Wolff ate with enthusiasm. But the significance of the meal wouldn’t become apparent until five days later.

That’s when the restaurant sent a bill to Kanai’s Tokyo office — for about $275, which, when adjusted for inflation, is about $2,650 today. It was, Kanai said, a shockingly large sum. “What happened?” he asked his associate.

Wolff explained that he had been slipping away to feast on sushi at Shinnosuke. And he wasn’t just eating — he was imagining how to bring sushi to L.A. restaurants.

Kanai recalled Wolff’s earnest entreaty: “Kanai, go do sushi. Sushi is good.”

It was a bold proposition.

At the time, Los Angeles’ culinary landscape was lackluster. French cuisine dominated fine dining, and drab Continental cooking could be found at restaurants across the city. Casual diners ordered meatloaf and burgers at the local greasy spoon.

“Asian food just wasn’t part of that conversation,” said Nancy Matsumoto, an expert on Japanese food and co-author of “Exploring the World of Japanese Craft Sake.” “The world view was the Westernized world view.”

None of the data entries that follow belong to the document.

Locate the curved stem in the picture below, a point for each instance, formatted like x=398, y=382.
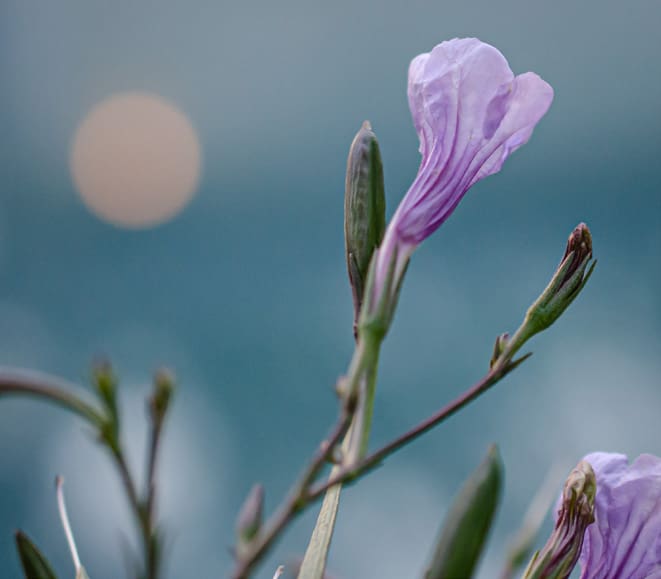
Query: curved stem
x=49, y=389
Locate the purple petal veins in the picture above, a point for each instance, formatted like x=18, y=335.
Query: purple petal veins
x=625, y=540
x=470, y=112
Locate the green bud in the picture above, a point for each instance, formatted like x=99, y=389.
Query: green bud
x=249, y=520
x=466, y=527
x=105, y=383
x=567, y=282
x=162, y=394
x=559, y=556
x=364, y=209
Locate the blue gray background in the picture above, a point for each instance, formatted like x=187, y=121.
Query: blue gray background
x=244, y=294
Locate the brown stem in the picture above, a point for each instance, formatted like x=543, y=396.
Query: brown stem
x=151, y=547
x=373, y=460
x=48, y=388
x=297, y=499
x=303, y=495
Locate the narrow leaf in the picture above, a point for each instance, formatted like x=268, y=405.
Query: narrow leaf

Cultural cuisines often were presented as watered-down approximations. The city’s Japanese restaurants — Kawafuku in Little Tokyo and Yamashiro in Hollywood among them — were known for specializing in items such as sukiyaki, a beef dish calibrated for Americans’ sugar-craving tastes.

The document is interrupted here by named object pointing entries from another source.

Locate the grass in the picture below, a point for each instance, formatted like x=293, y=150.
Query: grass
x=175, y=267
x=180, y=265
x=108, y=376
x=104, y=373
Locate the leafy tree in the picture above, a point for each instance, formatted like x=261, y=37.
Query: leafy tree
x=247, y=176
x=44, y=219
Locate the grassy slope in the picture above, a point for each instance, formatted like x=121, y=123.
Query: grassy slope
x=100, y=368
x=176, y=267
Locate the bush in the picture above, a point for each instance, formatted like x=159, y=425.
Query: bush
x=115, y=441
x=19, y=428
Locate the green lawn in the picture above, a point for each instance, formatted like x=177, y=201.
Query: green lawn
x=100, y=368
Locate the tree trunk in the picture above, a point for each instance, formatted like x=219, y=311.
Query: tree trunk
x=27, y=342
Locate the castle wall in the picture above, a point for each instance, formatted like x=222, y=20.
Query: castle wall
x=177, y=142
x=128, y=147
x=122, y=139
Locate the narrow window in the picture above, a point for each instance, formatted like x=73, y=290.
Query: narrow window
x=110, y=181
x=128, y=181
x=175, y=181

If sushi could find purchase on the menus of L.A.’s Japanese restaurants, Kanai’s company, already adept at importing cookies and other products from Japan, stood to reap the benefits.

An ambitious plan soon took shape. Mutual Trading would import the ingredients and implements needed to serve sushi here — from the nori to the knives. And it would source other items such as sea urchin locally.

The aim, in essence, was to create a sushi ecosystem for Los Angeles. Would it work?